Anderson spoke briefly Saturday and said sexual orientation doesn't matter. What's important is the good that residents can do in the community, and that isn't defined by whether someone is gay or straight, he said.
Applause and hoots. One pocket of boos near Wysong's people.
Chattanooga isn't alone in its struggle to find a way through this debate.
Things reached a fever pitch in the summer of 2012 when Chick-fil-A President Dan Cathey publicly voiced opposition to gay marriage. IRS officials just released new rules that grant married, gay couples the same filing status and tax benefits as married, non-gay couples, regardless whether their state of residence acknowledges gay marriage or not.
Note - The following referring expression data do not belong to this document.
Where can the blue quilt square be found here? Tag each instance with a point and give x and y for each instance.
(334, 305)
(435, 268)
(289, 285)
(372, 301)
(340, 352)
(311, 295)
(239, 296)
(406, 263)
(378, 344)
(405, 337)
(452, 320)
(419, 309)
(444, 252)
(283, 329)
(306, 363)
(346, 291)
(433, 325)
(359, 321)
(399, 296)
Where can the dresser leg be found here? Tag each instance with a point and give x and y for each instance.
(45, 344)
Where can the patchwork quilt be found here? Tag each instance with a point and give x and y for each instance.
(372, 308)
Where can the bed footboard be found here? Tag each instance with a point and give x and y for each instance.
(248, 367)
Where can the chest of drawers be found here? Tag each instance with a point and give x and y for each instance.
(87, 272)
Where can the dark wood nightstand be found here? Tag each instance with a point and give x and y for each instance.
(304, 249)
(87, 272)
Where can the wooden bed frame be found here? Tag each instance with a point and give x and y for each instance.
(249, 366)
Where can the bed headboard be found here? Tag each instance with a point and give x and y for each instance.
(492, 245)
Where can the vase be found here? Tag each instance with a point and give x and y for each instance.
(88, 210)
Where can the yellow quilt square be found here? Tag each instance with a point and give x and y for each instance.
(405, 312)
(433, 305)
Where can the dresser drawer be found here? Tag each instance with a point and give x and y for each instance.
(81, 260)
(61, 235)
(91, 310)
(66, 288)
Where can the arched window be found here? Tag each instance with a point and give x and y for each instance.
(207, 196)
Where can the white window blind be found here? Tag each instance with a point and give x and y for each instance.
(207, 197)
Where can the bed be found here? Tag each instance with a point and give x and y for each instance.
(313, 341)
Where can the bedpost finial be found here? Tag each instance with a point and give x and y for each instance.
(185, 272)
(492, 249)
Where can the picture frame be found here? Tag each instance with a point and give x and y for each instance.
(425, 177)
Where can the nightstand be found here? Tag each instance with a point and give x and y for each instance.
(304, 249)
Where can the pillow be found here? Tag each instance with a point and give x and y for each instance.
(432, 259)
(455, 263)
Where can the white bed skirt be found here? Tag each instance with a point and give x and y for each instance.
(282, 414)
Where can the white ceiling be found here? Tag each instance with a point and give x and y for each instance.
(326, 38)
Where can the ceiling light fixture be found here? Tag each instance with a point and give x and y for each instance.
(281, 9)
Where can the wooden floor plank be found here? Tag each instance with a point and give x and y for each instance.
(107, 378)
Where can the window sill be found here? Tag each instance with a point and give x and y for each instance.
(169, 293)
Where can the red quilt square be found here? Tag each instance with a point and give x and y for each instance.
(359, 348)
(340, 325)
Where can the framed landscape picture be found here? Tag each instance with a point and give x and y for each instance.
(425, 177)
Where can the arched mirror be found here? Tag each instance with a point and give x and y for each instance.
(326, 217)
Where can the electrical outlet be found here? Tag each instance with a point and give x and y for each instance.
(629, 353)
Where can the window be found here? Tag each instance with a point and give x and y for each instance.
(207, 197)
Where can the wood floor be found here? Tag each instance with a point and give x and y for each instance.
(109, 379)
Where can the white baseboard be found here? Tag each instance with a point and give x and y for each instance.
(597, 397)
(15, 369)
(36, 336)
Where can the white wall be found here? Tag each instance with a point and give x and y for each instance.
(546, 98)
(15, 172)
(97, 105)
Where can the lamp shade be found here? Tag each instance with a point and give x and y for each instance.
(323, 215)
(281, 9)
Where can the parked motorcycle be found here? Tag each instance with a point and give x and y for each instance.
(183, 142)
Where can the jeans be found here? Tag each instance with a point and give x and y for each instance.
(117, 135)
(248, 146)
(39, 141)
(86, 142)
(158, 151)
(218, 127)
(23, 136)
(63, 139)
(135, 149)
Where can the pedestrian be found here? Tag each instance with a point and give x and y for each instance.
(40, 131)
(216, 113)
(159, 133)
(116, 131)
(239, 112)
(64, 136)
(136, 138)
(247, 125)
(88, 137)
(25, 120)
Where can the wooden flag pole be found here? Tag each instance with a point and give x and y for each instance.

Many conservative groups are outraged.
It's not the America Wysong grew up in. It's not the Chattanooga Ellsworth knew 10 years ago. It's somewhere in between, partially lost in transition.
Neither would have predicted a decade ago that on the steps of City Hall, gay men and women would openly and proudly declare their orientation and demand equality.
But it's the new reality, and neither are sure of its inertia.
"I think we're getting there," Ellsworth said.
Wysong, in a way, agrees, but for a different outcome.
"I believe in an almighty God, and he will stop it," he said.